Magnetic resonance imaging (MRI) is widely accepted as the modality of choice for diagnostic imaging of the brain due to its excellent display of soft‐tissue contrast. In conventional MRI, images are generated by sequential data acquisition with specific scanner settings and the process requires a relatively long acquisition time (Lee et al., 2017). In contrast, synthetic MRI (SyMRI) is a novel imaging technique that allows multiple contrast‐weighted images to be generated based on measurements of tissue relaxivity in a single acquisition using a multiecho, multidelay saturation recovery spin‐echo sequence (Gonçalves et al., 2018). This offers the possibility of shortening the acquisition duration (Vargas et al., 2018) and allows the determination of tissue properties in terms of T1, T2, and PD.

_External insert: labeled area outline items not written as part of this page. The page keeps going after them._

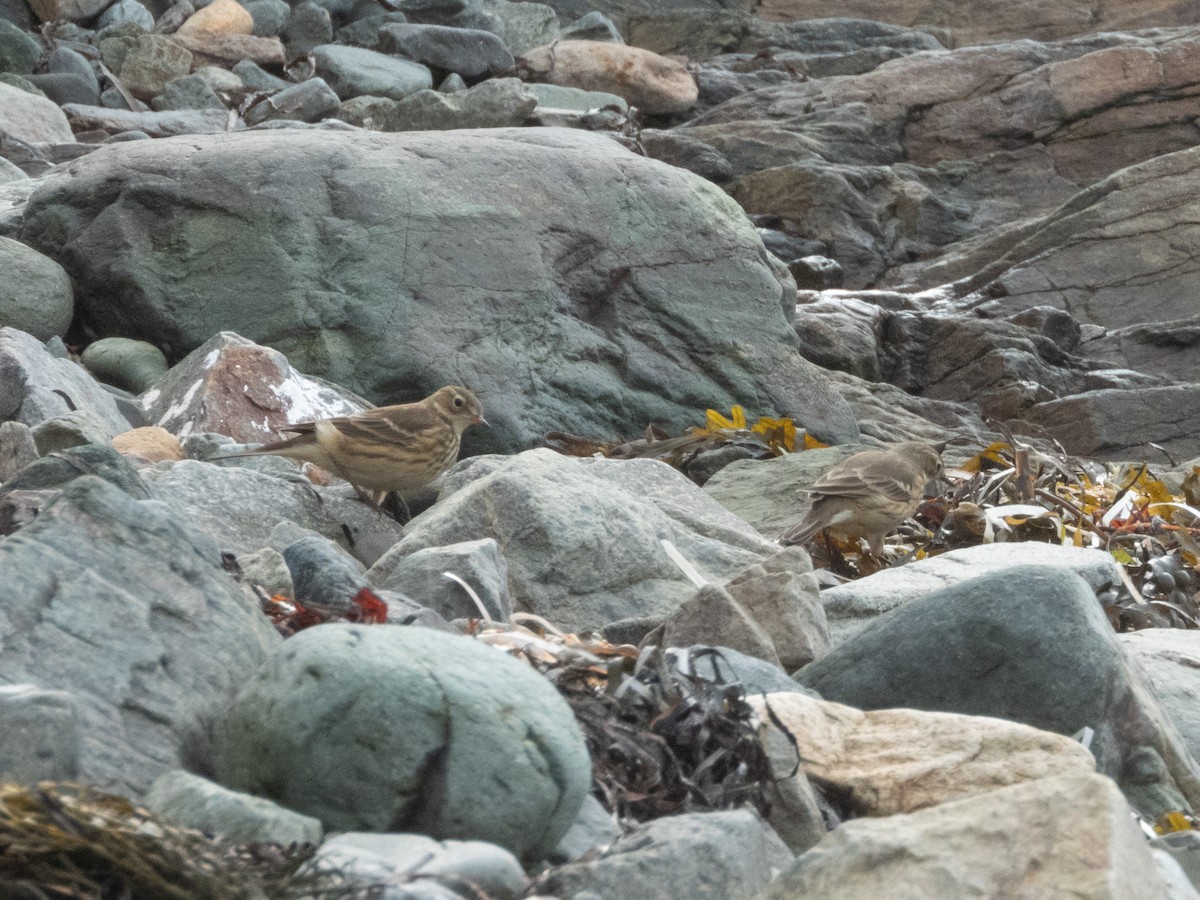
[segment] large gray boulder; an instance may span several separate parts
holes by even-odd
[[[67,269],[91,328],[176,358],[234,330],[376,402],[464,384],[493,426],[468,454],[733,403],[857,436],[737,204],[606,137],[132,142],[73,162],[25,214],[22,240]]]
[[[34,427],[68,413],[85,415],[109,437],[130,427],[113,395],[83,366],[50,354],[32,335],[0,328],[0,421]]]
[[[217,779],[335,830],[486,840],[527,862],[587,796],[583,736],[558,691],[467,637],[318,625],[246,679],[212,725]]]
[[[791,862],[751,809],[690,812],[641,824],[595,859],[547,872],[538,887],[570,898],[751,900]]]
[[[0,540],[0,683],[67,691],[79,776],[140,793],[281,638],[216,546],[94,475]]]
[[[1069,828],[1063,810],[1074,815]],[[756,900],[1195,900],[1178,868],[1160,865],[1111,781],[1060,775],[908,815],[846,822]]]
[[[1145,816],[1200,804],[1200,766],[1130,666],[1081,577],[1046,565],[982,575],[878,618],[796,676],[826,700],[991,715],[1093,732],[1097,769]]]
[[[779,550],[666,463],[529,450],[451,472],[438,503],[367,576],[403,589],[391,575],[410,554],[486,538],[508,560],[514,608],[566,630],[661,618],[689,600],[696,587],[664,540],[721,581]]]

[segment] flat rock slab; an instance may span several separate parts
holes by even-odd
[[[35,191],[20,239],[67,269],[84,320],[174,359],[233,330],[377,403],[469,386],[492,427],[467,454],[733,403],[857,436],[737,204],[596,134],[118,144]]]
[[[52,101],[2,83],[0,134],[30,144],[74,143],[71,124]]]
[[[409,523],[368,577],[391,583],[412,553],[485,538],[508,560],[514,607],[565,630],[662,617],[690,599],[696,587],[662,540],[713,580],[778,550],[666,463],[529,450],[450,472],[438,503]]]
[[[1072,815],[1070,828],[1062,815]],[[1001,847],[1003,850],[1001,850]],[[833,830],[757,900],[1088,898],[1169,893],[1116,786],[1063,775]]]
[[[281,638],[215,544],[94,475],[0,541],[0,683],[74,698],[79,775],[138,794]]]

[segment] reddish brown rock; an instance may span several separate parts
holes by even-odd
[[[252,35],[254,19],[238,0],[212,0],[193,13],[175,32],[180,36]]]
[[[948,47],[1014,38],[1055,41],[1096,31],[1188,25],[1192,0],[758,0],[764,19],[792,22],[845,17],[895,25],[932,25]]]
[[[133,428],[113,438],[113,446],[120,454],[140,456],[150,462],[163,460],[182,460],[184,449],[179,438],[157,425]]]

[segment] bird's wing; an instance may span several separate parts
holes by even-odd
[[[899,478],[898,478],[899,475]],[[856,454],[818,478],[812,493],[824,497],[875,497],[908,500],[908,484],[916,480],[911,466],[883,450]]]
[[[354,415],[332,419],[331,424],[343,437],[354,440],[384,442],[395,444],[408,440],[413,434],[433,428],[438,416],[415,403],[403,407],[397,415],[397,407],[367,409]]]
[[[793,544],[805,544],[812,535],[824,528],[824,520],[809,512],[800,522],[793,524],[775,540],[785,547]]]

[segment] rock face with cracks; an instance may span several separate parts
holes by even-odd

Several studies have been conducted to validate the feasibility of SyMRI of the brain in adults and children (Betts et al., 2016; Blystad et al., 2012; Hagiwara et al., 2017) but to our knowledge, it has not yet been used for the characterization of meningiomas. In view of this, the purpose of this study is to characterize meningiomas using SyMRI.

2. MATERIALS AND METHODS

2.1. Patients

The local ethics committee on research involving humans approved this retrospective study (protocol blinded for anonymity) and informed consent was waived. A synthetic MRI was added to our usual meningioma imaging protocol in 35 patients (6 males, 29 females; mean age of 61 ± 17 years; age range 21–90 years). The patients were referred to our institution with a clinical indication for neuroimaging in the follow‐up of a previously diagnosed meningioma between October 2019 and October 2020. All patients had known meningiomas of a major axis >8 mm, to minimize partial volume effects. Patients with smaller meningiomas were not included in this study. Eleven patients underwent neurosurgery after the MRI, with histopathological confirmation of the diagnosis, and 24 patients had lesions with radiologic features and follow‐up on MRI congruent with meningiomas. All patients were 18 years old or older and had no contraindication to MR imaging.

2.1.1. Image acquisition

Two sets of images were created for each patient using conventional and synthetic sequences. Synthetic MRI was performed on two different 3T MR scanners: Siemens Skyra 3.0T (Siemens Healthcare, Erlangen, Germany) and Philips Ellition X 3.0T (Philips Healthcare, Best, the Netherlands) in addition to the conventional sequences FSET2, FLAIR, DWI, T1, and T1 with gadolinium.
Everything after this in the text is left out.